In today's computing landscape, applications are ever more compute- and data-intensive, while hardware is increasingly diversifying with special-purpose accelerators optimized for "hot" domains. But as workloads shift at a breakneck pace, yesterday's accelerators, and the software stacks that support them, struggle to keep up. This makes it difficult for heterogeneous systems to evolve. It also limits domain experts from fully harnessing their potential.
This talk presents our ongoing research on making accelerators more evolvable through a co-design methodology that spans programming models, compilers, and hardware acceleration. I'll begin with Allo (PLDI'24), a new programming model and compiler for building dataflow accelerators. Allo is already in active use across academia and industry, with demonstrated success mapping AI workloads to FPGA and NPU backends. Next, I'll introduce UniSparse (OOPSLA'24), an intermediate language that provides a unified abstraction for customizing sparse matrix and tensor formats. We validate our approach across diverse hardware platforms, including Intel CPUs, NVIDIA GPUs, AMD FPGAs, and processing-in-memory (PIM) devices. Finally, I'll discuss our latest efforts to simplify the construction of accelerator compilers using differentiable techniques (ASPLOS'25 Best Paper) and emerging agentic methods.

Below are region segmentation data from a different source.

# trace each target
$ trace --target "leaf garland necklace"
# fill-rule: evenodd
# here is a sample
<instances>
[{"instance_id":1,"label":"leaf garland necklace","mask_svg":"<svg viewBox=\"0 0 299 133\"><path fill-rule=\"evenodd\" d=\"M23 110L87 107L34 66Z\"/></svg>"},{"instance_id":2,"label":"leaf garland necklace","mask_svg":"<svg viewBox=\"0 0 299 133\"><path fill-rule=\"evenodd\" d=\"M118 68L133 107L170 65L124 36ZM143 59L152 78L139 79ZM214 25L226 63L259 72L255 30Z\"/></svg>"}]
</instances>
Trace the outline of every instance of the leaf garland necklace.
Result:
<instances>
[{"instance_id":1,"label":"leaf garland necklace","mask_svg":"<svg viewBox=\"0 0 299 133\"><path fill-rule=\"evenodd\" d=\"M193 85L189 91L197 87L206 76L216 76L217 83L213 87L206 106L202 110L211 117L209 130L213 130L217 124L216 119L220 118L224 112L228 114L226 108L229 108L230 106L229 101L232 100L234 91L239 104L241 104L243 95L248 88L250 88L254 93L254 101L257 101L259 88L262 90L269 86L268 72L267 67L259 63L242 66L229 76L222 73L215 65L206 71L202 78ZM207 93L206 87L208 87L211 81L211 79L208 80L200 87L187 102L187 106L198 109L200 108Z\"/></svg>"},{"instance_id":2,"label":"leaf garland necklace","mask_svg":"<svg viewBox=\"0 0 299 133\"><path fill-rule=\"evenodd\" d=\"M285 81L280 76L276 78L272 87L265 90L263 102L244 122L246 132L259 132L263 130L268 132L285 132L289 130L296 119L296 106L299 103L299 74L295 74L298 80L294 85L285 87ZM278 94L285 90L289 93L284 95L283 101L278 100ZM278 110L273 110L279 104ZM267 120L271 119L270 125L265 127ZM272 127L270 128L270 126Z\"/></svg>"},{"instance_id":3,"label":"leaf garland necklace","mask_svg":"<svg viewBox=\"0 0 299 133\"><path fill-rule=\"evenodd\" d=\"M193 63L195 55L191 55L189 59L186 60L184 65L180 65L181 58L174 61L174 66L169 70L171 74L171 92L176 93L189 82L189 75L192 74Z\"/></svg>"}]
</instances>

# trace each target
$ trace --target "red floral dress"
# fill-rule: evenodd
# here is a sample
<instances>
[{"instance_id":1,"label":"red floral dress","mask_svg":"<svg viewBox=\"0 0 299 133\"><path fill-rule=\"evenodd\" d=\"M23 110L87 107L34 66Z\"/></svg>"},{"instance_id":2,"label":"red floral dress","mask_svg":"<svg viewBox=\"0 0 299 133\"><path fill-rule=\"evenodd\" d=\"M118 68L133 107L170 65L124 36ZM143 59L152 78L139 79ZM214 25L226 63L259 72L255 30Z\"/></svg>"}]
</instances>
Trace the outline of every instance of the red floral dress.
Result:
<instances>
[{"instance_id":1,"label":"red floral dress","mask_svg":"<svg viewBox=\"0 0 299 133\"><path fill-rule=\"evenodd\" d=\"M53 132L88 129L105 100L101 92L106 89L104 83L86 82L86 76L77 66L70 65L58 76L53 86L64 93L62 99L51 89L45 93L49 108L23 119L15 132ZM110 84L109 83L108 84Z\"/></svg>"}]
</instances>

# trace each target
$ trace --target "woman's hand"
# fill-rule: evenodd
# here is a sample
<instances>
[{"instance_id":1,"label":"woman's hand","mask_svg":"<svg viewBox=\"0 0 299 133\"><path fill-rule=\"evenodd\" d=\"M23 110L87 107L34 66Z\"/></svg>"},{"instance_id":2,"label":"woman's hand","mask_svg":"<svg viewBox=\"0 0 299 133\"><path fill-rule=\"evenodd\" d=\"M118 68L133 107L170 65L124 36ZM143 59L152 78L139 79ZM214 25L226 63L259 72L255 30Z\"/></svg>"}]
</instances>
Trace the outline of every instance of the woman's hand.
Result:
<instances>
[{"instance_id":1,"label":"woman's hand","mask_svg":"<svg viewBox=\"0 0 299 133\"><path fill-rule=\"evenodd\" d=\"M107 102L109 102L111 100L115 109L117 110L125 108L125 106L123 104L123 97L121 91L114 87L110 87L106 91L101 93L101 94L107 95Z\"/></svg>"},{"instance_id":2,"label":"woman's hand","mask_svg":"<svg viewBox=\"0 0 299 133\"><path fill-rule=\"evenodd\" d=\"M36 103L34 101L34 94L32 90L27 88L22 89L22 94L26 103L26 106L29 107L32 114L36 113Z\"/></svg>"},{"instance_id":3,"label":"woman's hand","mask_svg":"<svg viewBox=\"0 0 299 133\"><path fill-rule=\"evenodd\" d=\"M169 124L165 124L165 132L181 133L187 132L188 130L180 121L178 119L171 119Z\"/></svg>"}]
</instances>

Zhiru Zhang is a Professor in the School of ECE at Cornell University. He also serves as the lead PI for the "Heterogeneous Computing Platforms" theme in the SRC/DARPA JUMP 2.0 ACE Center for Evolvable Computing. His current research investigates new algorithms, design methodologies, and automation tools for heterogeneous computing. Dr. Zhang is an IEEE Fellow and has been honored with the Intel Outstanding Researcher Award, AWS AI Amazon Research Award, Facebook Research Award, Google Faculty Research Award, DAC Under-40 Innovators Award, DARPA Young Faculty Award, IEEE CEDA Ernest S. Kuh Early Career Award, and NSF CAREER Award. He has also received 10+ best paper awards from premier computer hardware conferences and research journals. Prior to joining Cornell, he co-founded AutoESL, a high-level synthesis start-up later acquired by Xilinx (now part of AMD). AutoESL's HLS tool evolved into Vivado HLS (now Vitis HLS), which is widely used for designing FPGA-based hardware accelerators.